If you thought the cryptocurrency mining boom only affected your ability to find a graphics card that is faster than a potato, you'd be wrong. According to a recent report, scientists are hitting a brick wall in trying to secure orders for the hardware they need - that is when they are not getting busted for using Russian supercomputers for mining - to answer one of the most fundamental questions humanity has: are we alone in the universe?
Researchers at the Search for Extraterrestrial Intelligence (SETI) have recently set out to expand operations at two observatories. However, due to the demand for GPUs, these plans have in part been set on hold. Scientists use GPUs due to its immense computing capability especially when working with large amounts of data. However, for those using them to mine cryptocurrencies, it's a fundamental part of any profitable operation.
According to Dr. Werthimer, this phenomenon has only recently become a problem:
"We'd like to use the latest GPUs, and we can't get 'em. That's limiting our search for extra-terrestrials, to try to answer the question, 'Are we alone? Is there anybody out there?'.
This is a new problem, it's only happened on orders we've been trying to make in the last couple of months."
Other scientific institutions have been affected as well. Several expansion plans are under pressure due to the shortage. The Hydrogen Epoch of Reionisation Array (HERA) telescope located in South Africa has had to double its budget for GPUs due to rising costs. According to the report, it had aimed to acquire cards that cost around $500 each, however, the price for the same GPU doubled to $1,000.
According to Professor Parsons - who manages the HERA telescope -, it will be able to weather the storm, but the expansion will end up costing around $32,000 more than initially planned. The aforementioned telescope listens to low-frequency radio waves emitted by hydrogen before the first galaxies formed in the early universe.
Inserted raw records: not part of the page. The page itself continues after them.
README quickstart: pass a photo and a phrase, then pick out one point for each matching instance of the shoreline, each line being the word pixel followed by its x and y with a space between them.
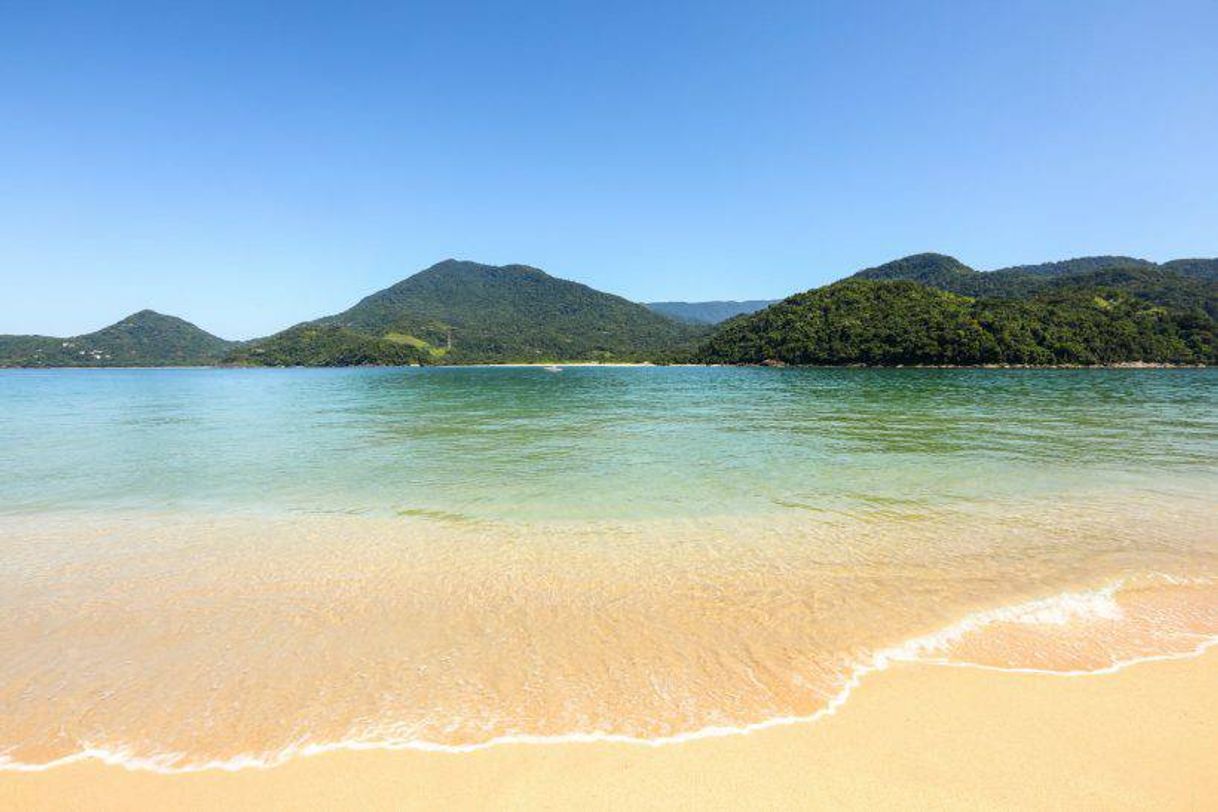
pixel 1116 365
pixel 917 734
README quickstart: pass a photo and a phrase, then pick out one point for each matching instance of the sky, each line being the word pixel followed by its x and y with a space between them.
pixel 247 166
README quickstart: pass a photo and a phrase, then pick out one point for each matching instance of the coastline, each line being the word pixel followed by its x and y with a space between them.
pixel 1122 365
pixel 915 735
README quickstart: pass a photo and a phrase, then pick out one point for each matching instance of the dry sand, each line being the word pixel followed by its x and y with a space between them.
pixel 916 735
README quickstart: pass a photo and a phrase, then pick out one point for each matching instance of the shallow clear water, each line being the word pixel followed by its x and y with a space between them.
pixel 234 566
pixel 592 443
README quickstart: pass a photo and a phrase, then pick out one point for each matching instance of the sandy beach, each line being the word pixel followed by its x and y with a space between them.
pixel 916 735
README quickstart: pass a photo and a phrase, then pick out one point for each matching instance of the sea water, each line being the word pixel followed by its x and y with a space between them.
pixel 228 567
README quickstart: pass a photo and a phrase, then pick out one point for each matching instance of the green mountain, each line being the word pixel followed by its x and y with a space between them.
pixel 900 322
pixel 1195 268
pixel 949 274
pixel 312 345
pixel 465 312
pixel 707 312
pixel 144 339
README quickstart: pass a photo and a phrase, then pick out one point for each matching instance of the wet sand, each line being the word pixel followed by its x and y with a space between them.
pixel 917 735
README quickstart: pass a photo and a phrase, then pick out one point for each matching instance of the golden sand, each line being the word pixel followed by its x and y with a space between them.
pixel 916 735
pixel 200 640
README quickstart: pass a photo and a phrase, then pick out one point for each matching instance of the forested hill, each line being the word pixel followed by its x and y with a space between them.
pixel 708 312
pixel 899 322
pixel 461 312
pixel 950 274
pixel 144 339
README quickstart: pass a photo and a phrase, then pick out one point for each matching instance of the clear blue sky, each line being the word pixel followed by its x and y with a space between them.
pixel 251 164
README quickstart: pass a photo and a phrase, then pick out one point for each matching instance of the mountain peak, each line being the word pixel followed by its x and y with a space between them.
pixel 468 311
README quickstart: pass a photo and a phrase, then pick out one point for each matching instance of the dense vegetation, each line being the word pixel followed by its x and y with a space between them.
pixel 708 312
pixel 950 274
pixel 890 323
pixel 468 312
pixel 144 339
pixel 325 346
pixel 922 309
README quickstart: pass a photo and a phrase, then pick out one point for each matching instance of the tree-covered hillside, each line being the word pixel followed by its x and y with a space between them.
pixel 949 274
pixel 469 312
pixel 144 339
pixel 890 323
pixel 308 345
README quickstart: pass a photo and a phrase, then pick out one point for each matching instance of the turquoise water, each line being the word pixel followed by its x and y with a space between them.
pixel 592 443
pixel 230 567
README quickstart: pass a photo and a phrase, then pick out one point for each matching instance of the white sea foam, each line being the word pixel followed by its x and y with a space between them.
pixel 929 649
In the past year alone, gamers have all but formed a mob around AMD and Nvidia's headquarters over the rising costs of hardware. Retailers have reportedly had a tough time keeping stock around long enough so that everyone could get their hands on one at a reasonable price. In the case of the most popular cards - the GTX 1070 Ti, and GTX 1080 Ti - prices have more than doubled. Nvidia recently stepped into action, requesting that retailers curb sales of its cards to miners - who generally purchase more than one - in a bid to appease its gamer base.
The profitability of mining has, however, come under pressure in recent months after the price of Bitcoin dropped from its all-time high of around $20,000 to $9,700.
With rumors of both Nvidia and AMD readying to launch their latest generation of GPUs this year, one would be forgiven to think that this cat and mouse game will continue for as long as mining remains a profitable endeavor.